Twenty-five years later, Martine, now forty-six, from Newark, still believes in the causes she fought for as a student. She opposes nuclear weapons. She wants equal rights for all. She believes in the right to a free education. However, like many people who protested in their uni years, she has lost her fighting spirit.

The banners she once waved high with pride are firmly packed away, gathering dust. Weekends are not spent running through the streets of London, gathering support for a cause, they are spent trawling the aisles of DFS, looking for a new three-piece-suite.

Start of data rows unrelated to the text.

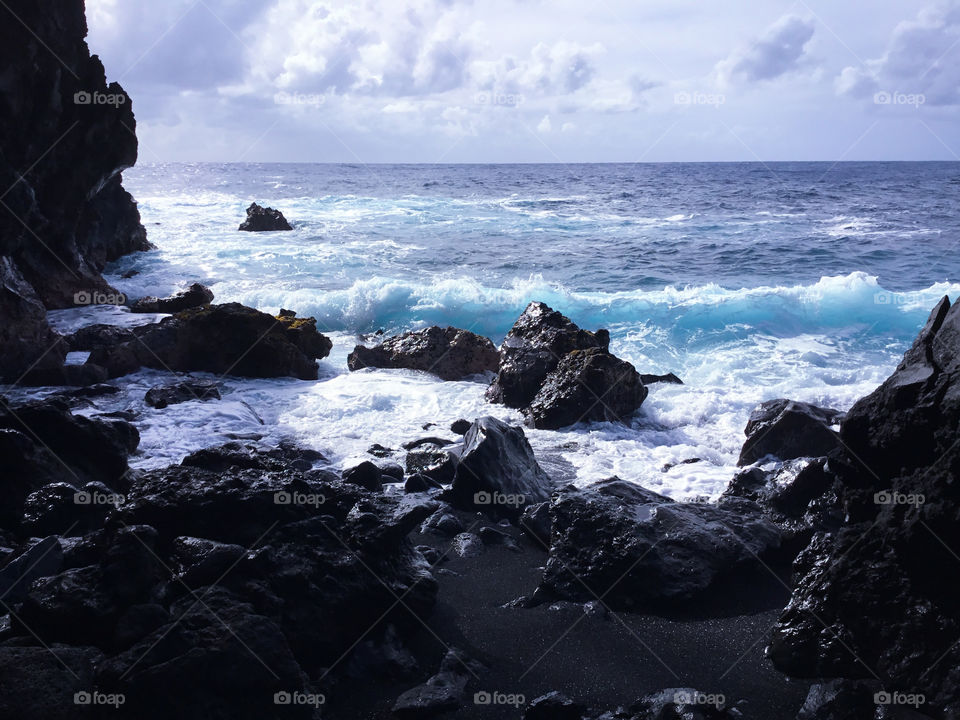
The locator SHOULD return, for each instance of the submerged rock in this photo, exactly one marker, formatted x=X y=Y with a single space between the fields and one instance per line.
x=223 y=339
x=448 y=353
x=498 y=472
x=787 y=429
x=262 y=219
x=195 y=296
x=587 y=385
x=532 y=350
x=162 y=396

She no longer shouts alongside others about the injustices imposed by our Government. She now shouts at the students in her classroom for uncompleted homework. Her main concern is no longer the atrocities committed throughout the world, but how to meet the next mortgage payment.

Martine knows how easy it is for other aspects of life to take over the activism that was once a vital part of her life:

“I was always so passionate about the causes I fought for, and still am. But once you leave uni, you’re hit by the demands of day-to-day life. You can’t fight forever. You get a job, a house and kids. Other priorities inevitably take over,” she says of this change.

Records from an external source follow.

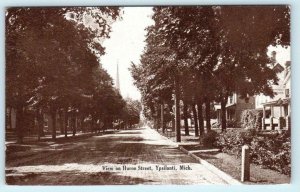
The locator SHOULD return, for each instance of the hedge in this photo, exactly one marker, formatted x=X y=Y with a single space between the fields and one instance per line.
x=272 y=150
x=251 y=119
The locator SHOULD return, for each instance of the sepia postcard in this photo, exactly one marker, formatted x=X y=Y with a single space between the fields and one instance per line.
x=162 y=95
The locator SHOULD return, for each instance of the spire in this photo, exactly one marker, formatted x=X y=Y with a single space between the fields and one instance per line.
x=117 y=79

Martine thinks this story is all too familiar. While at university, many students are filled with a burning passion to put the world to rights, and will actively and enthusiastically set out to do this. But once graduated, the same people who fought the institution become a firm part of it; conditioned into the next generation of authority figures that future students will fight against.

Student activism is not a new phenomenon, throughout history students have been at the forefront of protests. In 1968, a group of French students began protesting in the streets of Paris for university reform.

The protest grew at an unprecedented rate, and at it’s height a million people marched through the streets. They were met with extreme police brutality, and there were hundreds of casualties.

The infamous Tiananmen Square protest of 1989 was also led by students. Unfortunately, What started out as a simple protest calling for change, ended in a massacre. Demanding democratic reform, the students staged a peaceful protest for seven weeks, until the army randomly shot dead several hundred of the protesters.

In an iconic image known around the world, a lone student stood in the line of the oncoming tanks, risking his life in the name of democracy.

Huseyin Kishi, a 22-year-old journalism and politics student at the University of Lincoln, is no stranger to student activism. Huseyin is a member of Socialist Students Lincoln, and is an integral figure in organising protests against the cuts enforced by the Con-Libs.

Just like Martine was as a student, Huseyin is passionately devoted to making a difference and is motivated to stand at the forefront of student activism:

“When I learn about these social injustices in society I want to change that, and I think the first port of call to change that is you protest, you begin to stand against it and question the dominant ideology and beliefs in society,” he says.

Huseyin is unsure whether he will still be an active figure on the protesting scene once he’s graduated: “It’s that old adage. If you’re not a rebel in your twenties, you have no heart. If you don’t sell out by your thirties, you have no brain.

“Will that occur with me? I will always look in terms of social justice, and see where I can contribute,” he says.